Когда предельное напряжение внезапно спадает, не до покоя и безмятежности, а до тлеющего дымного фитиля времени, проявляется третье измерение — какие-то необязательные дети и внуки, препараты и неизбывная берёзово-глиняная сырая печаль. Она набрасывает чёрное одеяло финала, лоскуты лопнули, превратившись в месиво необязательного ритуала.

Мягкая энергия — Инь Валенсии — Элизабет (Агата Кулеша) — становится самым «слабым» звеном треугольника, способного на время склеиться вспышкой энергии из ниоткуда, из глубин психики, где живёт первобытный ритм.

Оператор Олег Муту точно движется от узелка к узелку истории, при такой же видимости спонтанности и страсти, как у режиссёра. Страсть тщательно продумана. О танго как иллюзии говорить не приходится. Проблем нет, они не вторгаются, не мешают, не кричат о неотвратимости времени, они — фон, выпуклость зеркала, они второстепенны. Танцор — Какаду (Анджей Кыра) — заведомо лишний угол в треугольнике, хотя два угла были его женой и любовницей. То, что происходит в картине «здесь и сейчас» не нуждается в прошлом или будущем. Героев тащат на себе пространство текста и танго, и они прорываются в разрывы одеяла, стягивающего их всё туже. Секс — в словах, танго — в головах, страсть — в крупных планах вспотевших лиц.

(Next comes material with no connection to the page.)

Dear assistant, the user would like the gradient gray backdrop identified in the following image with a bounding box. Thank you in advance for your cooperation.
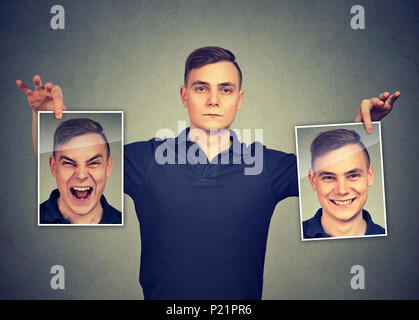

Мстящие друг другу люди — одно целое, колючее, агрессивное, неровное. Их любовь мстительна, но всех тянет друг к другу, при господствующем в треугольнике мужском начале Валенсии. Она не хочет быть женщиной, она честный танцевальный труженик, который выживет, её уязвимости уравновешены больше, чем у других.

Берёзово-глиняное размокшее отельное танго средней полосы достигло в картине Александра Миндадзе мощного самостоятельного авторского высказывания, отличающего его от мировых танцевальных киноаналогов.

Два измерения (условные грани, углы треугольника) проявлены ярко, исполнены неповторимо, с могучей постановочной хореографией танца трёх измерений, танго для троих. Третье измерение как бы прячется в негативах, оно пунктирно, туманно, даже призрачно. Но это невидимый клей, на котором держится трёхмерная история, это паузы, разряжающие доходящее до пика напряжение. Возможно, без них можно было обойтись, тогда случилось бы достигающее апогея танго на разрыв, без пота, соли, мозолей бытия, где поворот судьбы зависит от поворота стопы. Жизнь прячется в паузах и тёмных пятнах, из которых растёт танец, или порождает с ней сложное, нелинейное взаимодействие, перед вечной паузой.